Ewan McGregor stars in Doctor Sleep. Photo / Supplied
One of the most well-regarded horror films of all time - and definitely one of the scariest - Stanley Kubrick's 1980 adaptation of Stephen King's 1977 novel The Shining still looms large in the genre.
When King published a long-coveted sequel in 2013, the prospect of a cinematic follow-up toThe Shining suddenly became a real possibility. But there was one significant wrinkle: King himself is famously not a fan of what Kubrick did with his book. King's follow-up, titled Doctor Sleep, was quite understandably a sequel to the novel of The Shining, not the movie.

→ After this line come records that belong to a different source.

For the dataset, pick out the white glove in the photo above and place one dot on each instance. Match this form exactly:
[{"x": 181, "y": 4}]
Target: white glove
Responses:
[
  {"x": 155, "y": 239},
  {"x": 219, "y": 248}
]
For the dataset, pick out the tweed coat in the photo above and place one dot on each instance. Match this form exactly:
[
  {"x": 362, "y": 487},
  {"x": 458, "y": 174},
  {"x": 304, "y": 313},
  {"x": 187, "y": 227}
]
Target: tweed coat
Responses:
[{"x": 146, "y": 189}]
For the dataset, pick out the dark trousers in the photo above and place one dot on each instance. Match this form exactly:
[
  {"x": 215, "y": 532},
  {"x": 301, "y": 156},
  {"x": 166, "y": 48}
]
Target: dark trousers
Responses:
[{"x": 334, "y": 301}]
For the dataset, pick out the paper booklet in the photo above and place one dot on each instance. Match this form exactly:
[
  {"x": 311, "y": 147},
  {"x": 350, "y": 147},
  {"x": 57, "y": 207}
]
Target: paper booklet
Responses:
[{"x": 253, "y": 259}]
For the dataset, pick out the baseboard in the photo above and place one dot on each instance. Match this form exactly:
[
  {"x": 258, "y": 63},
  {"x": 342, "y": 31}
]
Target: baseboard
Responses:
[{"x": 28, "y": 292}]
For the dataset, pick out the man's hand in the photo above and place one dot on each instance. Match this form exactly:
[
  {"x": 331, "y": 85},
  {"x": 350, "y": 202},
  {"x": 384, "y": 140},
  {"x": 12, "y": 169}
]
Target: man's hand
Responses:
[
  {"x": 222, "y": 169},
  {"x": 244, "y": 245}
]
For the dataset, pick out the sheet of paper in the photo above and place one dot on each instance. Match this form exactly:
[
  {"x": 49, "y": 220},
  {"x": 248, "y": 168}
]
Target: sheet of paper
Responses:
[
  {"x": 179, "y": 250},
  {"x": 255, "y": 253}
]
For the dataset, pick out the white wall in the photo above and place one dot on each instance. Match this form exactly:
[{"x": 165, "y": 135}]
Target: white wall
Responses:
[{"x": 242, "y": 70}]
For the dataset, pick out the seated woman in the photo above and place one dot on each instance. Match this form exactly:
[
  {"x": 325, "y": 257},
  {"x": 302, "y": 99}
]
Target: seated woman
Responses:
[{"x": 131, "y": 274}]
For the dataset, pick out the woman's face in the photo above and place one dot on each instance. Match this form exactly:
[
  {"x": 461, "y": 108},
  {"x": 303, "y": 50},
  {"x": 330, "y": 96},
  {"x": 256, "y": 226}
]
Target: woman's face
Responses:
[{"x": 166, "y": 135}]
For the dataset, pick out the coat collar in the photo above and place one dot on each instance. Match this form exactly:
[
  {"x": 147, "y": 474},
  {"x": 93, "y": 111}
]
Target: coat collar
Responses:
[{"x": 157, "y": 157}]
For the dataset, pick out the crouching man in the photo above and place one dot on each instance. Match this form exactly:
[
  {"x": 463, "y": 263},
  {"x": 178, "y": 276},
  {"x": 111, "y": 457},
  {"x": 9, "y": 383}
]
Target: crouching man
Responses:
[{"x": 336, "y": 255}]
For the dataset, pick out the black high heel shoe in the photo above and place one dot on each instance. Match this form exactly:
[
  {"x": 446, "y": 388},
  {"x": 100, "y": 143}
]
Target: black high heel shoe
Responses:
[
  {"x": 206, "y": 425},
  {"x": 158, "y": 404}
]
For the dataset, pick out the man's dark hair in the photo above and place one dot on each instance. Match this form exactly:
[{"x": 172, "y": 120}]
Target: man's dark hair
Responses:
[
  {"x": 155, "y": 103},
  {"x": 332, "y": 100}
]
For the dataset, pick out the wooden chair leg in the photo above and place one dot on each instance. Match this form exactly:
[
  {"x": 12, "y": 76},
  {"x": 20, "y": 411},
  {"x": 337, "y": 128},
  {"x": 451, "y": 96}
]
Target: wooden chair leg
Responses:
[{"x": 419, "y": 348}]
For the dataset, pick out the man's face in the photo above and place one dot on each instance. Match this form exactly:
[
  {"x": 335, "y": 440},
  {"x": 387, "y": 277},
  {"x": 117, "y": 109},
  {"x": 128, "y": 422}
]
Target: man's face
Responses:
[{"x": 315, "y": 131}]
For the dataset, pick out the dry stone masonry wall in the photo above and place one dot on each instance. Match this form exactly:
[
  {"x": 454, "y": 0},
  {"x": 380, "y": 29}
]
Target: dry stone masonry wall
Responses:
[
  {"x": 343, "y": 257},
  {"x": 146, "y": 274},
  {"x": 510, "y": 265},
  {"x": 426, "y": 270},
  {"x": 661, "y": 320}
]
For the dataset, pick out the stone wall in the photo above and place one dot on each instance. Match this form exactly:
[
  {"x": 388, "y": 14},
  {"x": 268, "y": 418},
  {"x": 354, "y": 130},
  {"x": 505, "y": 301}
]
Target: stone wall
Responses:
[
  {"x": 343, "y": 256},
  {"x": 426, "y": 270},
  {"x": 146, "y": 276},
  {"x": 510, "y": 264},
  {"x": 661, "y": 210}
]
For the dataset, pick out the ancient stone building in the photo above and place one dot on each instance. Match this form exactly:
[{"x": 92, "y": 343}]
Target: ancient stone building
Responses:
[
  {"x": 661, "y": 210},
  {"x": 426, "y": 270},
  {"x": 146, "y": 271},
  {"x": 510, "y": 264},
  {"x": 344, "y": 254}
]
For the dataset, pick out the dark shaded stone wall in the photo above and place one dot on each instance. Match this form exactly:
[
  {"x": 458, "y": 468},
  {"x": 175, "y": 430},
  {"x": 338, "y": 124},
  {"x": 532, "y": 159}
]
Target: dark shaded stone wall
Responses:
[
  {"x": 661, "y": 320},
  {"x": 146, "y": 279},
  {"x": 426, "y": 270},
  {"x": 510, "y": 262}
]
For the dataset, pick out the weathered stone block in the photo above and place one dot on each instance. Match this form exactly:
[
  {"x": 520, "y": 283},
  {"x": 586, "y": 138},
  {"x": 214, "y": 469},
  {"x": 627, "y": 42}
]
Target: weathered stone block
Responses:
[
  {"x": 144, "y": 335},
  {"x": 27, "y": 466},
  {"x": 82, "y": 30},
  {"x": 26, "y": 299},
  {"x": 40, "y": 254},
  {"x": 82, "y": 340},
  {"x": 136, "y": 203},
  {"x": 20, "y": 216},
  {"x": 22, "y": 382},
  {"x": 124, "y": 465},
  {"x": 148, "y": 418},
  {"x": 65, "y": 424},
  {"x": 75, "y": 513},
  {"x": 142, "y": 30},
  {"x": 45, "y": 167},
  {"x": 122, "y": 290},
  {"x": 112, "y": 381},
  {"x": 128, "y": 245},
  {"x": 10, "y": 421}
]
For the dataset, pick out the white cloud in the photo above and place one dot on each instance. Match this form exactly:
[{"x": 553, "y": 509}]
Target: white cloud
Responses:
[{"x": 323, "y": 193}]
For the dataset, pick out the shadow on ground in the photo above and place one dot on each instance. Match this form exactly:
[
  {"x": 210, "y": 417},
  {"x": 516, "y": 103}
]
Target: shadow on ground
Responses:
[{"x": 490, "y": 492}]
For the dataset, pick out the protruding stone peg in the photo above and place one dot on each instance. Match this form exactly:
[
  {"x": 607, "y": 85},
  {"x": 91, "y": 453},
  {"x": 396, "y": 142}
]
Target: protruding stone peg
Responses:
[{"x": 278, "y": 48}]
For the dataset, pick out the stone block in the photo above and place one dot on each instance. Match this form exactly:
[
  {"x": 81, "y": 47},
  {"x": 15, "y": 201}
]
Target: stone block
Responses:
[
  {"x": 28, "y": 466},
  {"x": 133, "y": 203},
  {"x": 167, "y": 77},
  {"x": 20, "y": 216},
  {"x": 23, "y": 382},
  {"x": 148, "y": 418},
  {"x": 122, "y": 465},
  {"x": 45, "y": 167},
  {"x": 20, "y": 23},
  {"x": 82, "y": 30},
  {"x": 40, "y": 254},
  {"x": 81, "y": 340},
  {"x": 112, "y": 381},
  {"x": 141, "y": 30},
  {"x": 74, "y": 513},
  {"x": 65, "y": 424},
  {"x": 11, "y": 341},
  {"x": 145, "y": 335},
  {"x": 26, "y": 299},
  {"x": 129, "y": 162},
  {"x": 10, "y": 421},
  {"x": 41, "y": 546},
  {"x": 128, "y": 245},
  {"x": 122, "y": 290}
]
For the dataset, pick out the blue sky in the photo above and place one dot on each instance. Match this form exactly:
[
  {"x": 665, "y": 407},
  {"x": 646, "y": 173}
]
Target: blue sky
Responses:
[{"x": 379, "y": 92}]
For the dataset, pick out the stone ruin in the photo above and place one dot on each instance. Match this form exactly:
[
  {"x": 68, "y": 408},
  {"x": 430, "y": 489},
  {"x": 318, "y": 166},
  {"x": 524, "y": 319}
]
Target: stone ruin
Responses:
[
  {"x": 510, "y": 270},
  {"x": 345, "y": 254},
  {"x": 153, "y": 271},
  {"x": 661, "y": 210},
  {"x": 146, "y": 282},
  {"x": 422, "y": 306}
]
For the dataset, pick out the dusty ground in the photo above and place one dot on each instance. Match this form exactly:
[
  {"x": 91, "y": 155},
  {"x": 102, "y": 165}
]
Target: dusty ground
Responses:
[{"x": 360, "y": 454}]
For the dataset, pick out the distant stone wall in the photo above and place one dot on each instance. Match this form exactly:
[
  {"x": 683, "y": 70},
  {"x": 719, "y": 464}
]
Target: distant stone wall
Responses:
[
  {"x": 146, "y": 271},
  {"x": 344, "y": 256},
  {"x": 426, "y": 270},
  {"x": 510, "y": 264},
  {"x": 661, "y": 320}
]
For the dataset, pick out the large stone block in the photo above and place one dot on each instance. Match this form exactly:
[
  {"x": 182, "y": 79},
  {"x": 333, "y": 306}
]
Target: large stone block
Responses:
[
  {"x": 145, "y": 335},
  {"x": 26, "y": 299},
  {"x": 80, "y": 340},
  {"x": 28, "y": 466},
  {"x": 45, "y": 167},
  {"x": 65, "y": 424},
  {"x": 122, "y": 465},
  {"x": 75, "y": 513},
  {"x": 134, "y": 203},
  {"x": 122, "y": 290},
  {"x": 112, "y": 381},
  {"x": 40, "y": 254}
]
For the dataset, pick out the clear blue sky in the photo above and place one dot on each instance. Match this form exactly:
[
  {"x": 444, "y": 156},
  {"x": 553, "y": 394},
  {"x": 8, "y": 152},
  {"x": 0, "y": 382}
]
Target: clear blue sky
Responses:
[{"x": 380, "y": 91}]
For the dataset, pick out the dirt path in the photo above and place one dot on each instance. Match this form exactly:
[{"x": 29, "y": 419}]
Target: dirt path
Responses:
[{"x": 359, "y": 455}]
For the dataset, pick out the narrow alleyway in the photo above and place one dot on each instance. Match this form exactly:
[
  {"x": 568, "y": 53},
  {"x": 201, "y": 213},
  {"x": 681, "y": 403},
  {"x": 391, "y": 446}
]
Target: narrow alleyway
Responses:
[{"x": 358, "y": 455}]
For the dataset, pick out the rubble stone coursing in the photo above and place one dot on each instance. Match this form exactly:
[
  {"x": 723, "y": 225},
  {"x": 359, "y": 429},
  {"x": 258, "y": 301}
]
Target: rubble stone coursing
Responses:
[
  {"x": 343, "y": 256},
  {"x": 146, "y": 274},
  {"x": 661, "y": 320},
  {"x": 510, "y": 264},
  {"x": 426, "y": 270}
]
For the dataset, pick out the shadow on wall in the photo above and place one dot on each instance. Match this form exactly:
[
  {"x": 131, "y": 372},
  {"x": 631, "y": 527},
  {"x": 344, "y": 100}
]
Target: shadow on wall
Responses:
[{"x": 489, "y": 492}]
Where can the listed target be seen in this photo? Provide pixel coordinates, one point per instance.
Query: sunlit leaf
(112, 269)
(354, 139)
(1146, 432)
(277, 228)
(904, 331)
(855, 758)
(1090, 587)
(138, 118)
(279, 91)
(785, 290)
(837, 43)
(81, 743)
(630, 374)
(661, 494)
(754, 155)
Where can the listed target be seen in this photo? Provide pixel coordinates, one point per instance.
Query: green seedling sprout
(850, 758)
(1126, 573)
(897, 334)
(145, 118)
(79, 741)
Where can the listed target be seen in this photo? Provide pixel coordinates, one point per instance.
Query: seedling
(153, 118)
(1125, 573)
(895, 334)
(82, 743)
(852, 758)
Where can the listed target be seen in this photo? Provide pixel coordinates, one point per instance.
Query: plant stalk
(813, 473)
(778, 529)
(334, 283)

That was the quagmire facing acclaimed horror writer/director Mike Flanagan (The Haunting of Hill House), the man tasked with bringing Doctor Sleep to the big screen.
"When I read it, I loved the story but all the images in my head were Kubrick, because that's the language I know as a cinephile," Flanagan tells TimeOut during an exclusive interview in West Hollywood. "I really wanted to make it in the cinematic legacy of Kubrick. And I knew that Stephen King would have very strong feelings about that."
He wasn't wrong, but Flanagan resolved to gain King's permission to lean into Kubrick's version of The Shining in adapting the sequel.
"The conversation was pretty interesting. I said 'Hey, I wanna make one pretty big change, I really think we have to do this within the cinematic world of Kubrick. And he said 'No.' But invited me to explain why and how. And so I made my argument, which was that regardless of how he feels about the film as an adaptation, as a masterpiece of cinema, it is ubiquitous and it exists in the imagination of so many people."
"I said: 'Instead of looking at this as sequel to The Shining, what if this is a descendant of The Shining? And like any kid, it has the genetics of its parents - in our case King and Kubrick - but it also needs to find its own way in the world.'"
King was convinced. So get ready to return to the Overlook Hotel.
"If he hadn't given his blessing, I wouldn't have made the film," admits Flanagan. "But he did and then he backed off, which he often does with his adaptations because he doesn't want to intrude. The trade-off is that if he doesn't like it, he'll say so. Which is what happened to Kubrick."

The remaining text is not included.